Tematik olarak film, bu tür yeni, taze, modern bahçenin fiziksel yapısını aşka ve evliliğe (elbette sadece üst sınıflar arasında) yeni bir bakış açısıyla bağlamak istiyor. Ve bu tematik bağlar bir araya geldiğinde, film gerçekten işe yarıyor ve onu Fransa hakkında bir İngiliz kostümlü dramadan çok daha fazlasını yapıyor. Ancak çoğu zaman, bu bağlar, izleyicileri küçümseyen aşk hikayelerine ticari bir yaklaşım gibi görünen şeyler için feda edilir. Mahkemede daha fazla zaman geçirmek, bahçeyi tüm ihtişamıyla gördüğümüz son anları çok daha çağrıştırıcı ve heyecan verici hale getirebilirdi. Rickman, bahçenin meraklı gözlerden uzak tutulduğunu gösteren son çekimi açıkça istediği için, aşkın özel, kişisel bir mesele olduğu hakkında bir şeyler söylemek, ki bu yapmaya değer bir yorum.

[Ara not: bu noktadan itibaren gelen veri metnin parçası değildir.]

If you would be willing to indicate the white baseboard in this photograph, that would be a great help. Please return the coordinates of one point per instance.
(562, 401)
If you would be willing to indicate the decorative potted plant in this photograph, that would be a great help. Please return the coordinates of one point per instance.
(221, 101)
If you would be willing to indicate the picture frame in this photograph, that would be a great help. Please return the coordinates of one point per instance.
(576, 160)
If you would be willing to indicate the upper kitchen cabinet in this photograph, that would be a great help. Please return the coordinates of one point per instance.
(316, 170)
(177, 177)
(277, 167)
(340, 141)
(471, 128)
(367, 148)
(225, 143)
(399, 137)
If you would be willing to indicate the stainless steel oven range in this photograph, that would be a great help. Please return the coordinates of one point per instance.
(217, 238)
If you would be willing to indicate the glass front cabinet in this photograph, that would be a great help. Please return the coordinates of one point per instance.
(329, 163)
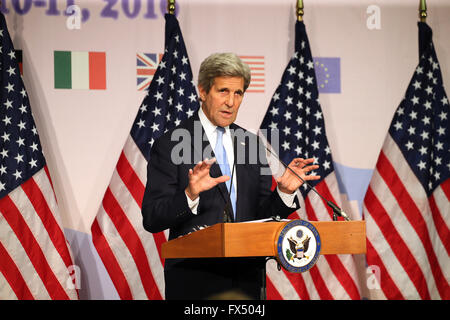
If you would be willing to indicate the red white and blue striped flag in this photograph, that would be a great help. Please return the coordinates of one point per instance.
(36, 261)
(132, 255)
(407, 204)
(295, 113)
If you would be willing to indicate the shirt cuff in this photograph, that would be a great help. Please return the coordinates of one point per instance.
(192, 204)
(288, 198)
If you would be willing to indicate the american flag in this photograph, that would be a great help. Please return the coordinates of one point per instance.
(36, 261)
(131, 255)
(406, 207)
(146, 65)
(296, 113)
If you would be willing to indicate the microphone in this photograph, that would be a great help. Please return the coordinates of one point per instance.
(336, 210)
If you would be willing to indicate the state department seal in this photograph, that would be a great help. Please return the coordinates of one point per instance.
(298, 246)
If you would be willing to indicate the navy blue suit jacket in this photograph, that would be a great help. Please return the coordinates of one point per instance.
(165, 207)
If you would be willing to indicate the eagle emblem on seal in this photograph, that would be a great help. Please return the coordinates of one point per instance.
(299, 246)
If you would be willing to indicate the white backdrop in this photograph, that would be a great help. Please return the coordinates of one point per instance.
(83, 131)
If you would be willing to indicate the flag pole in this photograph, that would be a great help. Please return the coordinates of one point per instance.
(423, 11)
(300, 11)
(171, 7)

Lesley Coffin, Orta Batı'dan bir New York nakli. New York merkezli yazar/podcast editörüdür. Filmoria ve filme katkıda bulunan Interrobang . Bunu yapmadığı zamanlarda da klasik Hollywood üzerine kitaplar yazıyor. Lew Ayres: Hollywood'un Vicdani Retçisi ve yeni kitabı Hitchcock'un Yıldızları: Alfred Hitchcock ve Hollywood Stüdyo Sistemi .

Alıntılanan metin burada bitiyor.